The ‘new animal’ first!

Can we rightly say it’s the same to exclude animal products for ethical reasons and addressing our inner human political and social crisis? What causes a intra-human political and social crisis? In the end of the day it’s each of us and how we shape daily life in every possible step, and also how we seek to shape our careers, that directly impacts the social and political dilemmas.

EVIRONMENTAL DESTRUCTION is the disastrous link between the misery we impose upon nonhuman animals and our societal and individual self-definitions as the human group.

There is morally no way round to primarily address animal issues alongside an aim of a new ‘enlightenment’ that progresses but also alters term of ‘human’ (animal!) freedom.
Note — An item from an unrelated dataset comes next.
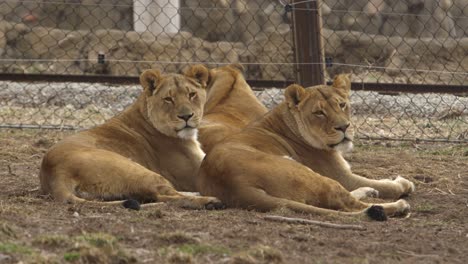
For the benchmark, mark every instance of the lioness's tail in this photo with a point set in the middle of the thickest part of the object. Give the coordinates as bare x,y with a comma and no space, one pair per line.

Since animals are our co-beings that we draw into the total catastrophe without any ethical legitimization whatsoever, animal rights will redefine much of our cultural self understanding/s.

We have to stop leading our personal lives and our collective goals so, that we keep on with the exploitation and the destruction of the free natural space that is originally and rightly the animal habitat! Separating the notion of an intact animal habitat (nature) from our rights-self-definition would throw us back into a heavily anthropocentrist thinking.

We should really rethink how we as humans act, on every scale! What we likely consider to be NORMAL, is likely in reality homocentrist/anthropocentrist selfishness and destructivity. When we step out of this “NORMALITY” and lead an UNNORMAL way of life, we don’t even accept that we might be doing the only thing that will open our sight, since we got so used to the narrowmindedness of ‘being human’ and not our (very individual and perhaps in this world lonely) selves. We need to have courage – again, and again and again. Against all “odds”!

And I have to note: Elitism in the vegan and animal advocacy movement … In one sentence, I don’t think elitism helps on the long run with a liberation movement.